In towns and villages Greek officials picked by the British-rim regime in Athens tried to use U.N.R.R.A. supplies to buy the workers' trade union membership, to buy the people's support for the return of the King and perpetuation of Royalist power. The food rotted and the drugs spoiled.
The U.S. State Department first openly intervened in Greek affairs when it sent a delegation to help supervise the elections of March 31, 1946. The elections were pronounced illegal by the F.A.M. coalition because of the presence of British troops, the terror of the fascist bands sponsored by the British, and the failure to fulfill the terms of Varkiza. The E.A.M. warned that under these conditions the elections could only result in more civil war.

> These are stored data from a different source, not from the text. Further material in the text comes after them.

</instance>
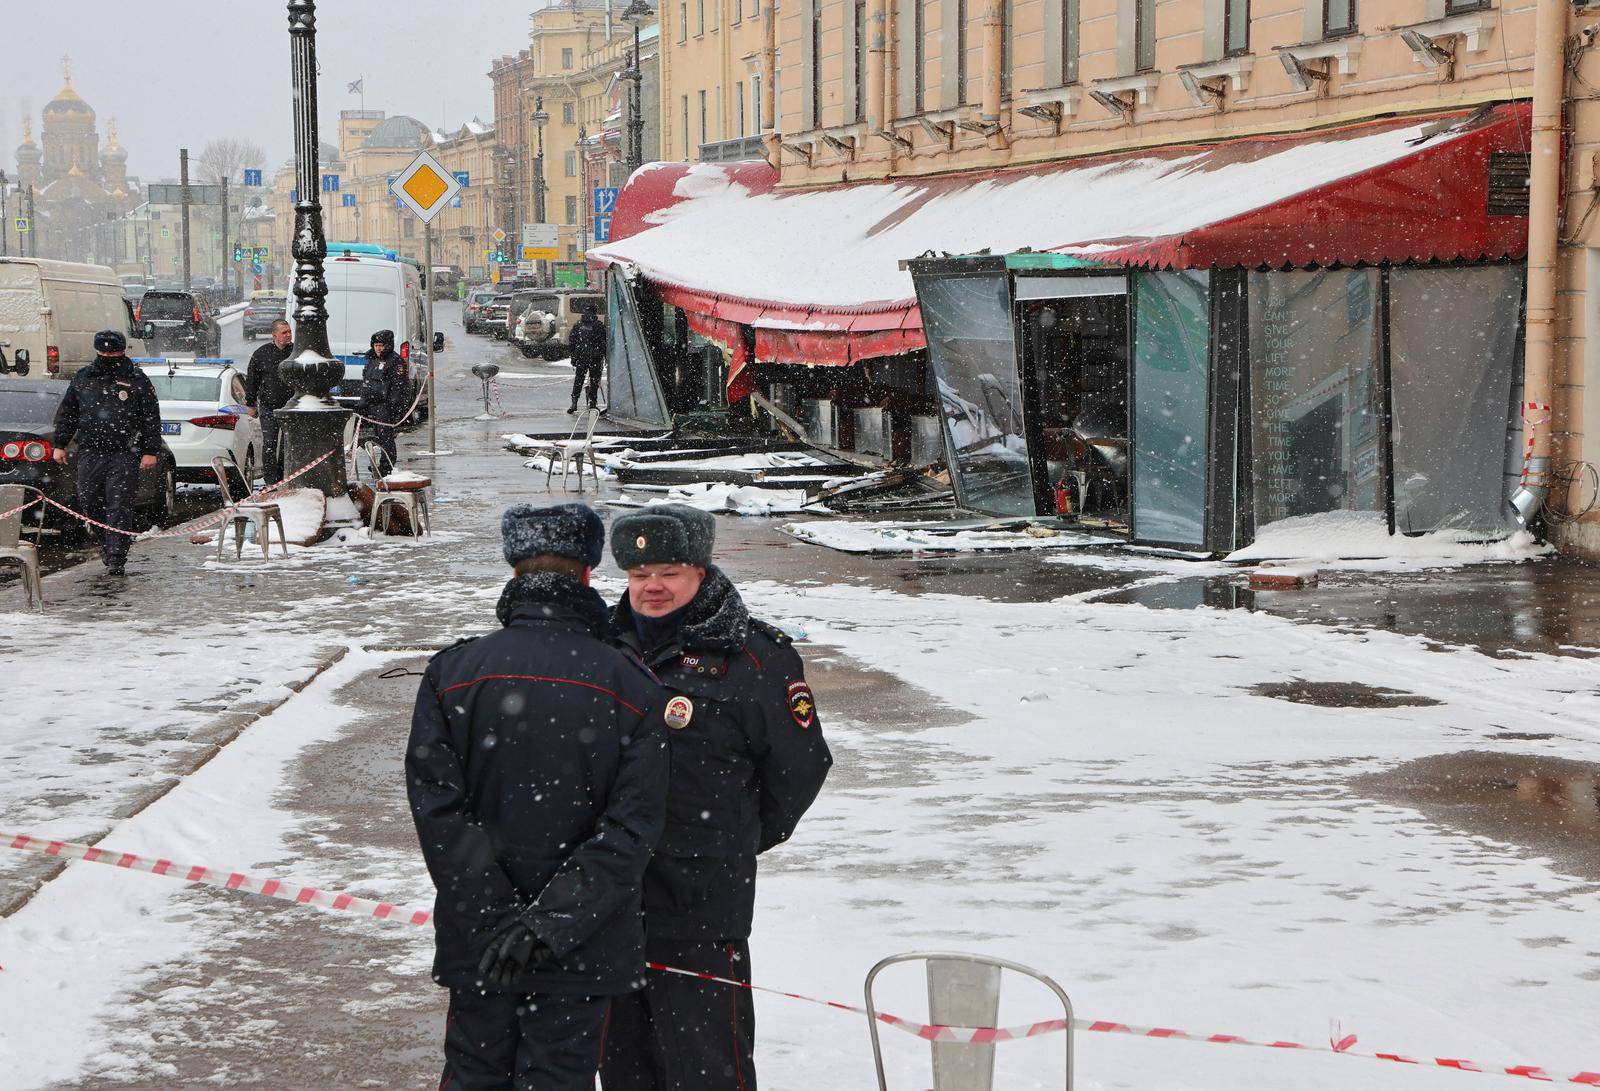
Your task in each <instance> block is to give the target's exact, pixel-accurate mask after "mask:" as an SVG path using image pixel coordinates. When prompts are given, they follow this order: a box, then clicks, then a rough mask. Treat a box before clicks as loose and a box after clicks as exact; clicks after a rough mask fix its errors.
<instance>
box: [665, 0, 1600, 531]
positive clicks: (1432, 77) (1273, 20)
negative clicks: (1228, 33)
mask: <svg viewBox="0 0 1600 1091" xmlns="http://www.w3.org/2000/svg"><path fill="white" fill-rule="evenodd" d="M1240 3H1242V0H1232V2H1230V0H864V2H862V3H859V5H858V2H856V0H787V2H786V5H784V8H782V11H781V16H779V24H778V35H776V37H778V42H776V45H778V48H776V66H778V70H779V80H778V83H779V86H781V101H779V120H781V125H779V128H781V141H773V144H771V146H770V158H771V160H773V162H774V163H776V165H778V166H779V171H781V178H782V181H781V184H782V186H816V184H837V182H842V181H851V179H866V178H891V176H923V174H936V173H947V171H966V170H994V168H1005V166H1022V165H1029V163H1040V162H1051V160H1061V158H1070V157H1078V155H1096V154H1107V152H1125V150H1131V149H1139V147H1154V146H1162V144H1176V142H1189V141H1221V139H1230V138H1240V136H1250V134H1258V133H1286V131H1307V130H1317V128H1323V126H1333V125H1342V123H1350V122H1360V120H1366V118H1374V117H1379V115H1394V114H1422V112H1432V110H1445V109H1462V107H1472V106H1478V104H1486V102H1501V101H1509V99H1528V98H1531V85H1533V40H1534V14H1536V6H1538V0H1485V2H1482V3H1474V2H1472V0H1352V2H1350V8H1352V10H1354V13H1355V14H1354V24H1352V26H1350V27H1349V30H1347V32H1341V30H1339V29H1338V27H1333V29H1328V27H1325V26H1323V19H1325V11H1326V10H1328V8H1333V10H1334V11H1338V10H1339V8H1341V6H1342V5H1341V3H1339V0H1333V2H1331V3H1326V5H1325V0H1250V2H1248V5H1245V6H1246V11H1248V38H1246V40H1237V38H1234V40H1229V37H1227V34H1226V27H1224V21H1226V16H1227V13H1229V10H1230V8H1235V6H1238V5H1240ZM990 5H998V11H1000V13H1002V16H1003V24H1005V34H1003V35H998V38H997V40H1000V42H1003V45H1002V46H1000V50H986V48H984V46H986V34H984V26H986V19H984V16H986V11H992V10H994V8H992V6H990ZM674 10H675V6H674ZM1562 10H1563V13H1565V14H1566V18H1568V19H1570V21H1571V26H1570V43H1571V59H1573V64H1571V67H1573V72H1570V74H1568V122H1570V133H1568V139H1570V149H1571V152H1570V158H1568V163H1566V165H1565V166H1566V186H1565V192H1566V194H1570V197H1568V203H1566V208H1565V219H1563V262H1562V269H1563V278H1562V290H1560V314H1558V328H1557V374H1555V384H1557V386H1555V405H1554V419H1552V421H1549V422H1547V424H1542V426H1541V427H1550V429H1552V430H1554V442H1555V462H1557V466H1558V467H1560V466H1563V464H1565V467H1566V470H1568V472H1570V474H1573V475H1574V480H1573V485H1571V488H1570V490H1566V493H1568V494H1566V496H1565V498H1563V496H1557V498H1555V506H1557V507H1562V509H1565V510H1578V509H1581V507H1584V506H1587V504H1590V502H1594V501H1595V483H1594V478H1590V477H1587V474H1589V470H1587V469H1586V467H1584V466H1582V459H1589V461H1590V462H1600V395H1595V397H1587V398H1586V397H1584V389H1586V386H1587V382H1589V379H1595V381H1600V338H1594V339H1586V331H1587V330H1597V331H1600V211H1597V213H1590V205H1592V203H1597V202H1600V198H1597V197H1594V195H1595V194H1597V192H1600V190H1597V186H1600V176H1597V162H1595V155H1597V154H1600V94H1595V93H1594V90H1592V88H1594V86H1595V85H1600V61H1595V59H1594V53H1595V48H1594V45H1592V42H1594V35H1587V37H1586V35H1582V34H1579V32H1581V30H1582V29H1584V27H1586V26H1589V27H1597V26H1600V14H1587V13H1582V11H1578V13H1573V11H1571V8H1570V5H1562ZM1142 21H1147V22H1146V26H1149V27H1150V35H1149V37H1150V40H1152V42H1150V46H1149V48H1147V50H1146V51H1141V50H1139V38H1141V35H1139V27H1141V22H1142ZM858 26H861V27H864V34H862V32H861V30H858ZM1406 29H1413V30H1418V32H1421V34H1424V35H1427V37H1429V38H1430V40H1434V42H1435V43H1437V45H1438V46H1440V48H1442V50H1443V51H1445V53H1448V54H1450V56H1448V59H1443V62H1438V64H1429V62H1426V59H1424V56H1419V54H1418V53H1416V51H1413V48H1411V46H1410V45H1408V43H1406V42H1405V38H1403V37H1402V30H1406ZM667 42H669V46H670V43H672V42H675V35H667ZM918 42H920V48H918ZM862 43H864V45H862ZM962 43H965V48H962ZM1285 53H1288V54H1291V56H1294V58H1296V59H1298V61H1299V64H1301V66H1302V69H1304V70H1309V72H1310V74H1312V75H1310V78H1302V80H1301V82H1296V78H1294V77H1293V75H1291V72H1290V66H1286V64H1285ZM960 58H965V70H963V66H962V64H960ZM1432 59H1434V61H1440V59H1442V58H1437V56H1435V58H1432ZM1002 61H1003V62H1002ZM1141 61H1144V62H1142V64H1141ZM664 66H666V61H664ZM858 66H859V67H858ZM1184 74H1187V75H1190V77H1192V80H1194V83H1195V85H1197V86H1194V88H1190V86H1187V85H1186V80H1184ZM858 86H866V88H867V90H869V94H867V98H866V101H861V96H859V94H858ZM1094 91H1099V93H1101V94H1104V96H1112V98H1115V99H1120V101H1122V102H1123V104H1125V107H1126V109H1109V107H1107V106H1106V104H1102V102H1099V101H1096V98H1094V96H1093V94H1091V93H1094ZM986 99H987V102H986ZM670 101H672V99H669V102H670ZM986 107H997V109H994V110H992V112H990V109H986ZM1590 285H1594V286H1595V290H1594V291H1590ZM1587 437H1594V438H1592V440H1589V442H1587V443H1586V438H1587ZM1557 491H1562V490H1557ZM1552 536H1554V538H1555V539H1557V541H1558V544H1563V545H1565V547H1571V549H1578V550H1581V552H1584V553H1589V555H1595V557H1600V512H1597V514H1594V515H1590V517H1587V518H1582V520H1578V522H1566V523H1560V525H1555V526H1552Z"/></svg>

E.A.M. followers, the vast majority of the Greek people, boycotted them.
Themisokles Sofoulis, premier then as he is today, protested to British Foreign Minister Bevin that the elections could not be carried out fairly because of the terror.
During the six weeks before March 31, 1,289 persons were assassinated.
Helen Crosby, a member of the American supervisory mission, resigned because of the things she saw.
Later she explained; "I resigned because the total ultimate effect of our intervention in Greek affairs would clearly be to establish an unrepresentative, undemocratic government and thereby to encourage a new and more terrible civil war."
Among the irregularities she witnessed were the police terror and fixed electoral lists. In one village near Salonika, she recounted, her group checked 38 names from a registration of 300. Of these 38, they found that only eight existed.
"And if you think that the dead cannot vote," she said, "then you are mistaken."
The results gave the Royalists 296 seats in the Parliament out of a possible 351. In September another staged election brought King George back to Greece.
After that, one shaky cabinet followed another in Athens, each of them constituted around the same civil war policy, relying wholly on British support for power. Trade unions, newspapers, the whole Greek people continued to protest with strikes and demonstrations.
The Royalists and their British backers started the movement to liquidate the trade unions, to cut the people off from the organizations through which they could speak. More and more people were forced to go to the mountains to escape the terror and poverty. There the E.L.A.S. was reorganized, able finally to fight off its fascist attackers. Its tactics were the classic tactics of guerrilla warfare. The partisans fought when attacked, and when they could extend their lines and gain new territory which would help them support themselves.
Students and teachers, doctors and priests, nurses and small shopkeepers were in their ranks. Their arms were weapons captured from the fascist bands—German and Italian and British.